- Official figures from Leprosy and Tuberculosis control program shows that since 2000, new infections have continued to be registered in Yumbe with 326 cases registered in the district
- A look at the infections across the region includes 2006 were 44, in 2007 (30), in 2008 (33), in 2009 (11), in 2010 (38) and 2011 (17)
- The most commonly accepted fact is that it is transmitted through the sneezes and coughs of untreated patients. Nerve damage meant patients would lose the sensation in their hands and feet
By Warom Felix
West Nile- At first thought it was just a scar or normal skin rashes in 1960. Then it turned into a blotchy red rash that spread from his forehead, heap to his hand.
Born on 10th October 1954, Adam Juma, who is now a health educator had three patches on his forehead, heap and hand. When people saw his skin colour changing reddish, they started neglecting him during meals, play times and classrooms.
“My parents took me to witch doctors where I was given local herbs but it did not work. Then we went into exile and after exile from Sudan in 1988, there was a specialist who came to Barakala health center in Yumbe district and he diagnosed that I had leprosy,” he said.
After the examination was done, the news hardly seemed possible-leprosy? “I broke down and cried. But I had hope and faith that this can be curable one day,” he added. His family, friends and teachers were also stunned by the diagnosis. They were afraid that this man was living with infectious diseases.

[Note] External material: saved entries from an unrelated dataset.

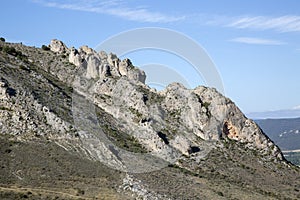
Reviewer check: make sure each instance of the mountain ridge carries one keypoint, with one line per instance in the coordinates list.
(60, 96)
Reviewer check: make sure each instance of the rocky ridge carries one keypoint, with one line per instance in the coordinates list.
(66, 94)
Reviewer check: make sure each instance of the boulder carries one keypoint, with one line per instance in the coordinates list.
(58, 46)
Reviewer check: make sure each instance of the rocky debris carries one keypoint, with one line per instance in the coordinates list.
(139, 190)
(99, 65)
(74, 57)
(3, 90)
(198, 129)
(58, 46)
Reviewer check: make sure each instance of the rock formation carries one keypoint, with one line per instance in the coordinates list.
(98, 107)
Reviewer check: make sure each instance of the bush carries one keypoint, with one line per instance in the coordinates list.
(46, 48)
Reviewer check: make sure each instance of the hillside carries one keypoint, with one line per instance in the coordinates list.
(78, 124)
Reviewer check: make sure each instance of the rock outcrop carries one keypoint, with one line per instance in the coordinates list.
(90, 111)
(58, 46)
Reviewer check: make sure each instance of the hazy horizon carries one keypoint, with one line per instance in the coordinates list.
(255, 45)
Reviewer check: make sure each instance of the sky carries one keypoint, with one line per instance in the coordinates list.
(254, 45)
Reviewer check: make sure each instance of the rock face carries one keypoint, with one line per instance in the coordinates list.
(57, 46)
(96, 106)
(102, 65)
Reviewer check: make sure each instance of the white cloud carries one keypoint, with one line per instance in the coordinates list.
(114, 8)
(296, 107)
(261, 41)
(286, 23)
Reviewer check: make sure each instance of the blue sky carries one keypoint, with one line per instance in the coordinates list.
(255, 45)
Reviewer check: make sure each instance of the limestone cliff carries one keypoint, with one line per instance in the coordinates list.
(98, 107)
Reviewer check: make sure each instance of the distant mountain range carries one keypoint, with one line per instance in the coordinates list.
(284, 132)
(277, 114)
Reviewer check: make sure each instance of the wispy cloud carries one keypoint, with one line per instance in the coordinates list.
(286, 23)
(260, 41)
(116, 8)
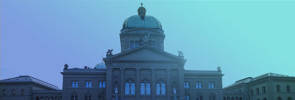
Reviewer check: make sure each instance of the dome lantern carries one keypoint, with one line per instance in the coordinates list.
(141, 11)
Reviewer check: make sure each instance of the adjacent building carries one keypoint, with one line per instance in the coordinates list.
(268, 86)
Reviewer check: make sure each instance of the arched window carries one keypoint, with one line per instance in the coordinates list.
(163, 88)
(74, 96)
(142, 88)
(158, 89)
(279, 98)
(264, 99)
(127, 88)
(278, 88)
(132, 88)
(187, 97)
(288, 88)
(263, 90)
(13, 92)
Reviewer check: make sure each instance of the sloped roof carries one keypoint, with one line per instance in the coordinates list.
(250, 79)
(29, 79)
(270, 75)
(147, 48)
(203, 72)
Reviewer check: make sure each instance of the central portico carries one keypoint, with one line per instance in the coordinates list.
(143, 70)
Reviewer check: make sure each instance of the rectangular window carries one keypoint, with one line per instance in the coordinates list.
(103, 84)
(148, 89)
(198, 84)
(257, 91)
(186, 84)
(133, 89)
(142, 89)
(100, 84)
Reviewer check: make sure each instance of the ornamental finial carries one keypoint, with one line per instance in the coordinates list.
(141, 11)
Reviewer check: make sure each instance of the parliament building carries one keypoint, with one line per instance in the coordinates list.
(143, 70)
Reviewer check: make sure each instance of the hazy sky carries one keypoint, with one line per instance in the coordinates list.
(244, 37)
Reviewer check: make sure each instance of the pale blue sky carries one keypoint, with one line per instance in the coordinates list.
(244, 37)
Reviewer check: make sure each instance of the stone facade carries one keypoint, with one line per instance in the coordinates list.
(143, 70)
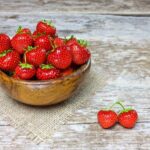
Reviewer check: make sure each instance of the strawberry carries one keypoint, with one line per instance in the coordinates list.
(67, 71)
(46, 27)
(20, 42)
(36, 34)
(4, 42)
(61, 58)
(46, 72)
(71, 40)
(127, 117)
(44, 42)
(25, 71)
(35, 56)
(58, 42)
(107, 118)
(23, 30)
(80, 54)
(9, 59)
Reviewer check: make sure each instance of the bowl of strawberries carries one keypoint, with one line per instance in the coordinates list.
(40, 68)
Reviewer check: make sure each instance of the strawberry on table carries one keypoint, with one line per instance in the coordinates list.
(4, 42)
(58, 42)
(44, 41)
(21, 41)
(46, 72)
(61, 58)
(35, 56)
(127, 117)
(23, 30)
(25, 71)
(107, 118)
(47, 27)
(9, 59)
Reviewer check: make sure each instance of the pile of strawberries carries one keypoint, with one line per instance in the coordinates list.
(41, 55)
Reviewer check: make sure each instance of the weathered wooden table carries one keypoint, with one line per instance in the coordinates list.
(119, 32)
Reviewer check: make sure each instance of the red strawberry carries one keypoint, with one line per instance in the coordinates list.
(36, 34)
(44, 41)
(23, 30)
(61, 58)
(58, 42)
(67, 71)
(71, 40)
(80, 54)
(20, 42)
(46, 27)
(9, 59)
(107, 118)
(46, 72)
(35, 56)
(4, 42)
(127, 117)
(25, 71)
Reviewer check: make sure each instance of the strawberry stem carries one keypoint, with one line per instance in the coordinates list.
(5, 52)
(25, 66)
(48, 22)
(19, 29)
(120, 104)
(46, 66)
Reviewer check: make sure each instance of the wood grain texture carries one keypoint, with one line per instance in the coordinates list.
(77, 6)
(121, 48)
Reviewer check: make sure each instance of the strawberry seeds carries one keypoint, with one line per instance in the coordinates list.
(41, 55)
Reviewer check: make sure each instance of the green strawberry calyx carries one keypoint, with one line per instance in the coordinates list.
(29, 48)
(46, 66)
(5, 53)
(19, 30)
(25, 66)
(122, 106)
(83, 43)
(67, 38)
(48, 22)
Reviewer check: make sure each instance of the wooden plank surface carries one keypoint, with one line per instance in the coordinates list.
(120, 45)
(77, 6)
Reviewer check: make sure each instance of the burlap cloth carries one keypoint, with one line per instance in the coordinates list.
(39, 124)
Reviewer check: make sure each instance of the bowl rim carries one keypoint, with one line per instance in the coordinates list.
(79, 71)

At his youthful stage and becoming a leprosy activist, in 1991, he was called for an interview by Ministry of Health and became a health educator.
As the 63 year-old Adam recounts that his fellow children used to ask him: What is that thing on your leg? He then reluctantly says it is just a normal patch but the children would laugh and send him away from the group.
Currently, out of 273 cases of Leprosy recorded in Uganda, 71 cases are from West Nile by last December. The District Health Officer for Arua, Dr Patrick Anguzu, said leprosy is still common in communities because of the porous border with Sudan where there is uncontrolled movement of sick people.
“We still have the scourge of Leprosy that causing deformity on people here. We need rigorous awareness campaign in communities because many of the people with early signs do not seek treatment. Unfortunately, we are now treating 12 patients who are now faced with permanent deformity,” he said.
Probably it may seem more like a biblical-era scourge than a modern-day ailment, but 362 people have been diagnosed of Leprosy in Yumbe district alone since 1992, according to statistics from the Regional TB and Leprosy Program Office.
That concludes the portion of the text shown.